Shelters Designed for Winter, Deployed in the Desert

The global emergency shelter stock — tents, prefabricated units, and transitional structures used by UNHCR, IFRC, and NGOs — was designed primarily for cold-weather and temperate emergencies (earthquakes, European displacement). However, 84% of the world's refugees are hosted in developing countries, predominantly in tropical and subtropical climates. Standard emergency tents (UNHCR family tent, IFRC/ICRC tent) reach internal temperatures of 45–55°C in direct sunlight in hot climates — exceeding the 35°C wet-bulb threshold for human heat tolerance — making them uninhabitable during daytime hours and contributing to heat-related illness, particularly among children and elderly.

Over 100 million people are displaced globally, with the majority in hot climates (Sub-Saharan Africa, Middle East, South Asia, Central America). Average camp residency is now 17+ years, meaning "emergency" shelters become long-term housing. Heat stress in shelters contributes to dehydration, heat exhaustion, and cardiovascular mortality — health impacts that are poorly documented because they're attributed to other causes. Climate change is intensifying heat exposure in the major displacement regions, and displacement itself is increasingly triggered by heat-related events (drought, crop failure). The problem is worsening from both directions: more displaced people and hotter conditions.
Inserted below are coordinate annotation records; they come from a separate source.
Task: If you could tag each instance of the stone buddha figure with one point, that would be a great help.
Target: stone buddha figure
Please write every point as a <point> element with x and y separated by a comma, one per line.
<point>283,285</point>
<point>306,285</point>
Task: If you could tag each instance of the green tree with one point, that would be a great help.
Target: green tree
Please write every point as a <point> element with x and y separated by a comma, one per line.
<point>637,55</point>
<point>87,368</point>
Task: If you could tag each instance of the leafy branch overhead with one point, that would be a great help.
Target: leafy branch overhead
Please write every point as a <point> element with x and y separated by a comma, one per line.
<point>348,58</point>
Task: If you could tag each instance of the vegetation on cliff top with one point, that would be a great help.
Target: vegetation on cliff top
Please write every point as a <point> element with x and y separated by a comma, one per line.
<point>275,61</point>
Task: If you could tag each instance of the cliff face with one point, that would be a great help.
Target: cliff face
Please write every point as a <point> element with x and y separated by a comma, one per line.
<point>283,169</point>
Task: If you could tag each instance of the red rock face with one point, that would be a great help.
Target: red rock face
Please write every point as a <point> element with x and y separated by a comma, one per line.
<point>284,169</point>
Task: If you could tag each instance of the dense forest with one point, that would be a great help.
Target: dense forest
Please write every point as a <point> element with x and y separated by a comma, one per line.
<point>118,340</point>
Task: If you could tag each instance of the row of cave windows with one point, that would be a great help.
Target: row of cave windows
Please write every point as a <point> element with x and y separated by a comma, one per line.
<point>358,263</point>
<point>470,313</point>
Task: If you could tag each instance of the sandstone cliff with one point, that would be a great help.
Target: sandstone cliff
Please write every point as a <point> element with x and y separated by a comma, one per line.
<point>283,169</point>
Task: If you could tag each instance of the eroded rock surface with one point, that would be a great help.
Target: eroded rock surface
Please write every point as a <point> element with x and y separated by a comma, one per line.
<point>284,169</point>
Shade structures and reflective fly sheets reduce solar gain but add cost and setup complexity. Passive ventilation designs (stack ventilation, wind catchers) work when wind is available but fail in the calm conditions typical of humid tropical climates. Evaporative cooling requires water, which is often scarce in displacement settings. Insulated shelter panels reduce heat gain during the day but also trap heat generated by occupants at night. Phase-change material (PCM) panels have been tested in pilot projects but are too expensive for humanitarian budgets and degrade after repeated thermal cycling. The fundamental design constraint is that humanitarian shelters must be lightweight (for transport and rapid deployment), inexpensive ($1,000–3,000 per family unit), and simple to assemble by non-specialists — requirements that conflict with thermal performance.

Low-cost radiative cooling materials (below-ambient cooling via atmospheric transparency window, 8–13 μm) could provide passive cooling without energy or water inputs — recent laboratory demonstrations achieve 5–10°C below ambient using polymeric metamaterials. Integration of these materials into shelter roofing systems at humanitarian cost points ($0.50–2.00/m²) would be a major advance. Alternatively, shelter designs that separate thermal management from weather protection (e.g., a lightweight structural frame with a separately optimized thermal roof) could allow hot-climate shelters to be upgraded from standard kits.

A team could build a half-scale shelter mock-up with multiple roof configurations (standard canvas, reflective, ventilated, radiative cooling film) and measure internal temperature profiles over a hot-weather period using distributed sensors. Alternatively, a team could design and test a retrofit radiative cooling roof panel compatible with UNHCR standard tent frames, evaluating both thermal performance and practical constraints (weight, durability, assembly). Skills: thermal engineering, materials science, humanitarian design, field testing.